The House will vote on the American Health Care Act on Thursday, and amidst the drama about whether the Republicans can whip up enough votes to pass the new measure, a new poll indicates that public support for the measure is fading fast. A new POLITICO/Morning Consult poll conducted over the weekend shows that the approval rating for the ACHA has dipped to 41 percent, down from 46 percent at lat check. Disapproval, meanwhile, has grown from 35 percent to 38 percent, while 22 percent remain undecided.

As you’d expect, there’s a sharp divide by party affiliation. Republicans support the new bill at a 62 percent rate, while Democratic opposition is nearly as high at 57 percent. A plurality (43 percent) believe Republicans are moving too fast, and only 18 percent think there’s a need for urgency.

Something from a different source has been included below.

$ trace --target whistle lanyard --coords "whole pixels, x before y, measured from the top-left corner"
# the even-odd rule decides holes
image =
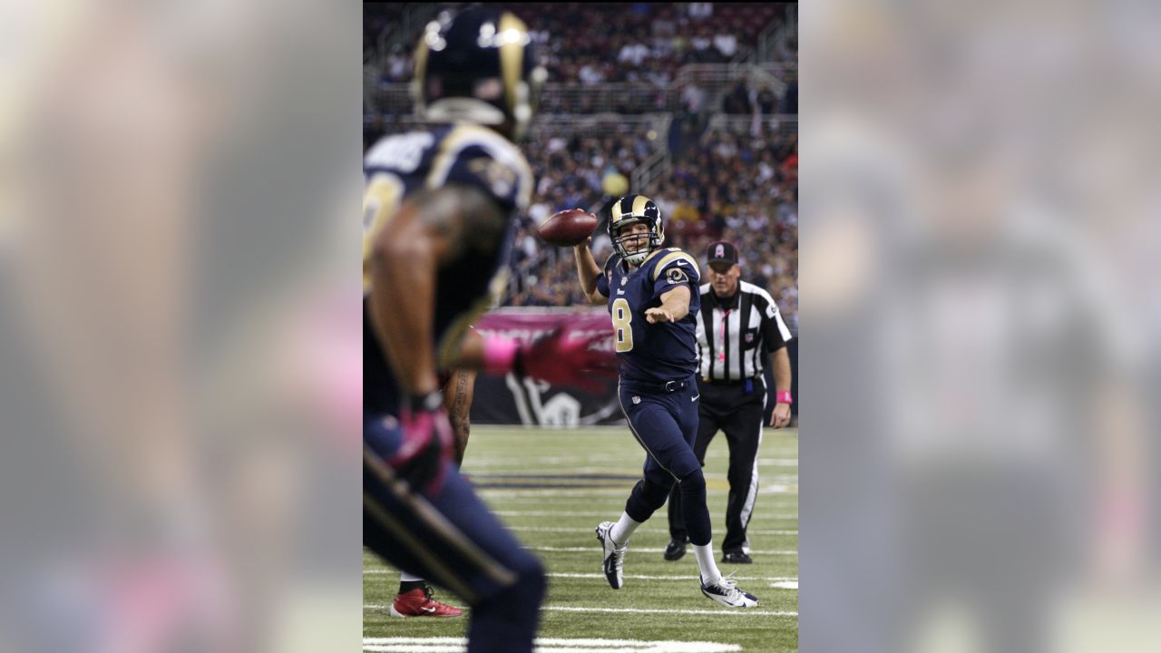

This is actually one of the more optimistic polls around the country, which likely stems from the fact that POLITICO/Morning Consult doesn’t identify the effort as Republican-led—they simply call it “a proposed health care bill in Congress called the American Health Care Act.” A Harvard-Harris poll found that 51 percent of respondents see the ACHA as moving the country backward, while a compilation from 538 shows favorability ratings of 34 percent (Fox News), 24 percent (PPP), 12 percent (CBS News), and 24 percent (Huff. Post). This, as 538 notes, is considerably worse than Obamacare’s unpopularity when it passed through Congress in 2010.

All told, the average approval rating (minus the Morning Consult poll) averages out to 27 percent, while the disapproval rating has climbed to 49 percent.